This page explores various official editions of the LOTR film soundtracks, including regular, enhanced and internet versions, and complete recordings.
Link to these other pages for:
- Music Inspired by The Lord of the Rings. This page explores music inspired by the LOTR books and the films, other than compositions by Howard Shore.
- LOTR Symphony and Songbooks. Compilation of musical themes from the LOTR trilogy.
- Soundtrack + Film Live Performances. As of 2010, a live symphony orchestra has performed the trilogy at Royal Albert Hall (UK) and Radio City Music Hall (US).
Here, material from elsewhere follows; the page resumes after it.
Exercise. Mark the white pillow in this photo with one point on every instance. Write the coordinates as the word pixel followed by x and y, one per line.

The first film I ever remember seeing at the local Roxy Theatre was a musical; I was at most only four years old. During my childhood, I listened repeatedly to sets of recordings of broadway musicals, operas, and operettas – as well as just about every other genre of music. By age 9, I already thought occasionally about how cool it would be to create a musical or an opera … a goal I achieved before age 30 by scripting, composing, and writing lyrics for a one-act musical comedy.
I didn’t really understand until years later why I’d been so drawn to these kinds of musical stories. I think they appealed to me because they are holistic. They immerse you in a distinct reality of place and time, of costume and staging, where thoughts and feelings are freely sung, not merely said. Operas and musicals heighten the emotion of a situation and guide us as audience members into what the composer wants us to feel about a character or situation.
I contend that The Lord of the Rings trilogy would be a far different and much diminished experience without the brilliant soundtrack composed by Howard Shore. Would our sense of camaraderie and community in the Shire be the same without the Springlering dance and the pub songs of Merry and Pippin? Would we have less apprehension about Gollum’s duplicity or a foreboding sense about Shelob’s lair? Would we have the same level of joy at King Aragorn’s kiss of Arwen Evenstar at the coronation?
If you aren’t sure how music affects a scene, try this experiment. Pull out your special features DVD from The Two Towers THEATRICAL version (not Extended version). On the first page of the menu is a link to “Return to Middle-earth: WB Special.” Near the end of this presentation – approximately 40:00 into it – you’ll find a first look at the scene of the fight between the Rohirrim and the Warg riders of Saruman on the way to Helm’s Deep. The thing is, this two-minute clip happens to have all the sound effects added in, but no soundtrack yet. It’s a rare opportunity to be able to compare and contrast two relatively finished versions of the same scene – one with soundtrack and one without.
So – watch this clip, then immediately get your DVD of The Two Towers and watch the final version with the soundtrack:
TTT Theatrical Edition – Disc 1 – Chapter 26 “The Wolves of Isengard” – about 1:25:50 into the disc.
TTT Extended Edition – Disc 2 – Chapter 34 “The Wolves of Isengard” – about 8:30 into the disc.
You may want to watch each version several times, perhaps noting with the music-enhanced version where the emotional tone changes, or follow the movie past where the preview clip ends and note when the soundtrack drops out for emotional effect.